Christopher Nosnibor

My openness to different genres has expanded substantially in the fifteen years since I began reviewing as a ‘proper’ thing fifteen years ago, although it’s perhaps only more recently that I’ve come to truly be accommodating of, and even appreciate, overtly jazz works. It’s been quite a journey. But I still very much have limits of what I can handle, meaning I can dig Cinema Cinema’s free jazz period and the warped rackets of The Necks and Sly and the Family Drone, and recently, I’ve dug the new album by Anna von Hausswolff, but not Trondheim Jazz Orchestra & The MaXx. But I haven’t witnessed this kind of stuff live, really.

Presented with a rare opportunity to get out for some beer and live music, and with travel options rather limited, I found Leeds and York offering slim pickings for tonight, and since I wasn’t on the market for third-generation ‘nu’ metal, I elected to make a trip to Hyde park Book Club, a venue I know and like, despite the long hike from (and back to) the train station, and haven’t visited since August 2020, when Talkboy played an acoustic set. Those inter-lockdown socially-distanced seated gigs where going to the bar was against the rules were strange and feel like another lifetime now.

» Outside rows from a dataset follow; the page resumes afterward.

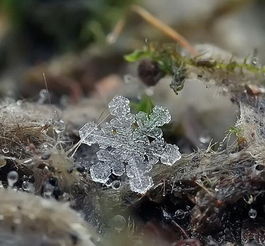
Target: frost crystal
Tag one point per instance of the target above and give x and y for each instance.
(130, 144)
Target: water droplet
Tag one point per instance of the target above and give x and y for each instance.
(2, 162)
(19, 102)
(116, 184)
(179, 214)
(43, 96)
(252, 213)
(27, 186)
(59, 126)
(118, 222)
(5, 150)
(204, 139)
(12, 178)
(48, 190)
(28, 161)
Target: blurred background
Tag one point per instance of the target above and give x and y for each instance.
(68, 47)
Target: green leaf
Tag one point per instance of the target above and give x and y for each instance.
(145, 105)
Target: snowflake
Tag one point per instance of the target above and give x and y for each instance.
(129, 144)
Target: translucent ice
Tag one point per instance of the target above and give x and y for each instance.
(129, 144)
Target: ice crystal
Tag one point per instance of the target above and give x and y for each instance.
(129, 144)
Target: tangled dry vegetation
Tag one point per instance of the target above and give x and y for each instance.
(213, 196)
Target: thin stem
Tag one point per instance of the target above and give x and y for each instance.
(164, 28)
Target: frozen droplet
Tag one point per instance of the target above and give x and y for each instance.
(12, 178)
(252, 213)
(204, 139)
(141, 184)
(118, 223)
(43, 96)
(180, 214)
(59, 126)
(100, 172)
(170, 155)
(2, 162)
(48, 190)
(160, 116)
(116, 184)
(5, 150)
(19, 102)
(27, 186)
(28, 161)
(119, 106)
(86, 133)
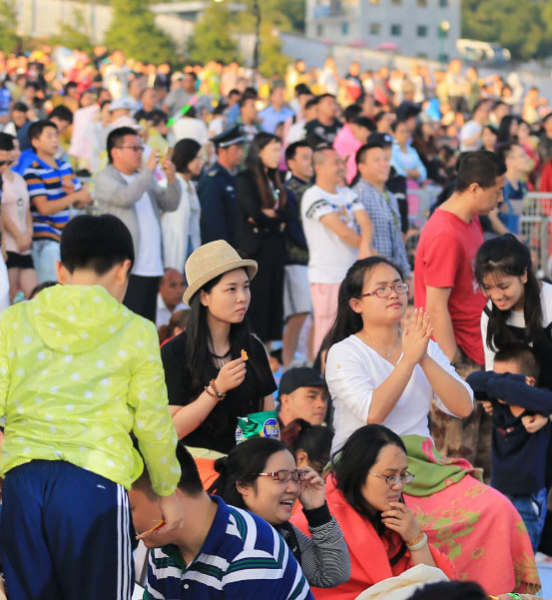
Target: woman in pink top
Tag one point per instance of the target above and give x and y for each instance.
(17, 223)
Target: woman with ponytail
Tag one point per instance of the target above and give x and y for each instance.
(261, 476)
(519, 308)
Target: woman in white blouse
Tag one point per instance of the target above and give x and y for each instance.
(181, 233)
(378, 373)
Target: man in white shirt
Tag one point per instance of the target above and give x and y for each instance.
(338, 232)
(470, 134)
(130, 192)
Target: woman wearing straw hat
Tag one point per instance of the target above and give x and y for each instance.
(209, 383)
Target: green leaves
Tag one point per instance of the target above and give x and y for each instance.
(212, 36)
(133, 30)
(525, 27)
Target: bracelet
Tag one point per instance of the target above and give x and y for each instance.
(418, 542)
(215, 393)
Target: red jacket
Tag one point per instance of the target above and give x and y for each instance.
(369, 553)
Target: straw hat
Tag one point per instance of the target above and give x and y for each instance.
(210, 261)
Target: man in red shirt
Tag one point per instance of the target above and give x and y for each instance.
(444, 283)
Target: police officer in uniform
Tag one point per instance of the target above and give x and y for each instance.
(217, 189)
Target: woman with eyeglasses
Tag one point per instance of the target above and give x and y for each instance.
(381, 373)
(364, 495)
(261, 476)
(378, 372)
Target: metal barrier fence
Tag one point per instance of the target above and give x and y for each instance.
(535, 224)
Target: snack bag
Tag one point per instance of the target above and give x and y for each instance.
(263, 424)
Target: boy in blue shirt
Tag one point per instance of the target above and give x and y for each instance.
(219, 553)
(518, 457)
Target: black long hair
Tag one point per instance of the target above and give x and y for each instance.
(243, 465)
(351, 466)
(347, 321)
(509, 256)
(503, 136)
(185, 151)
(200, 368)
(315, 440)
(264, 177)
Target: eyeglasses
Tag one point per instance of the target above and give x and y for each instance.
(394, 479)
(384, 292)
(285, 475)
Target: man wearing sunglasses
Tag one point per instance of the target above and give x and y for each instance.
(128, 190)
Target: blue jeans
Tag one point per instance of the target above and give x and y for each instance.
(45, 255)
(65, 533)
(533, 512)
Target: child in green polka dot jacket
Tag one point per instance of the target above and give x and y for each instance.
(79, 373)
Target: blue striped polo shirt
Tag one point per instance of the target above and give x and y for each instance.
(45, 180)
(242, 558)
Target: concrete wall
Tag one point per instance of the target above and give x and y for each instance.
(373, 22)
(42, 18)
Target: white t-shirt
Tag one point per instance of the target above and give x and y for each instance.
(354, 371)
(329, 256)
(516, 318)
(467, 132)
(149, 261)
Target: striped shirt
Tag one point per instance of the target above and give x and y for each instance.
(44, 180)
(242, 558)
(383, 210)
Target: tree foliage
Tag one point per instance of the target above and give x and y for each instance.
(273, 62)
(8, 19)
(522, 26)
(133, 30)
(75, 38)
(212, 36)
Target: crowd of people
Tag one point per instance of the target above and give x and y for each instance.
(230, 331)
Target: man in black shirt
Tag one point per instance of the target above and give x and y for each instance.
(217, 189)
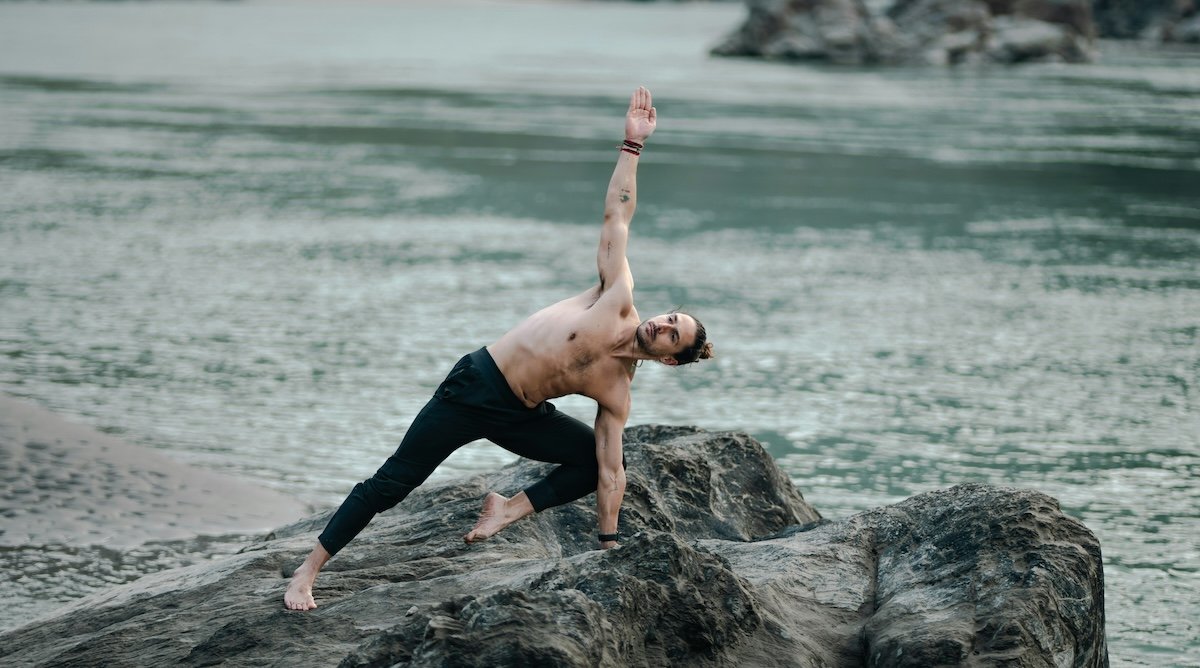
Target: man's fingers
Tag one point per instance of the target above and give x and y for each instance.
(640, 100)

It’s also been a long time since I spent any real time in Leeds, with recent trips being confined to car / train – gig – home: today, I got to spend an afternoon wandering between pubs, and sitting and reading and people watching over a few leisurely pints. Living in the rather conservative, white, middle-class and socially un-diverse York, I’d forgotten about Leeds, fashion… There are still hipsters, lot of hipsters… and beards, lot of beards… and also mullets… Above ankle drainpipes… Cropped vests… Flat caps… and moustaches: lots of moustaches.

Leeds trio Slozbo Kollektiv are first up, and they serve up a set of the kind of clean, crisp, technical noodling that never really seems to get going or take form. or find a groove… Initially, I’m struck that the drumming is as tight as fuck and the way he handles his sticks is something worth watching. He uses an array of broken cymbals to create a whole host of far-out percussive effects, laying one atop the snare to create a different kind of clatter… But then how tight is the playing when there are no rhythms to speak of, only rattles and bursts of percussion? The set is defined by so much discord and busyness… I find my thoughts becoming as fractured as the compositions. There are, it would seem, extremely tight structures here, but they’re chaotic, esoteric, and non-linear…. Playing two guitars and a horn simultaneously… How many notes can they fit into a bar? Vocals seem fairly redundant, and I come to thinking that they sound like shit musicians pretending to be good ones by playing as many notes as fast as possible and not knowing when to stop. It made for the longest 40 minutes ever.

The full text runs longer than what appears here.